In the 2nd season, he is long-time unemployed and has a brief affair with Charlotte. fathering an illegitimate son, who is called Olaf who he calls 'Olli'. Charlotte marries a much older Jewish laundry owner and Max rarely sees his son. He becomes a member of the NSDAP and often wears an SA uniform.
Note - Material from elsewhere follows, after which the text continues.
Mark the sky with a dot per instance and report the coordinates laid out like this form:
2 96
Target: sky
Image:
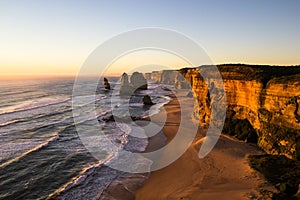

He provokes repeatedly Charlotte's Jewish husband and later he marries Sofie, Richard Brosch's sister, and has more children with her. He later loses his National Socialist idealism, after seeing a young Russian peasant hanged for stealing food. He later meets again Jupp, who now works as a translator of the British. Together with Fränzi, Sofie, Jupp and Richard, Max witnessed the demolition of the winding tower of the Siegfried colliery in the late 1950s.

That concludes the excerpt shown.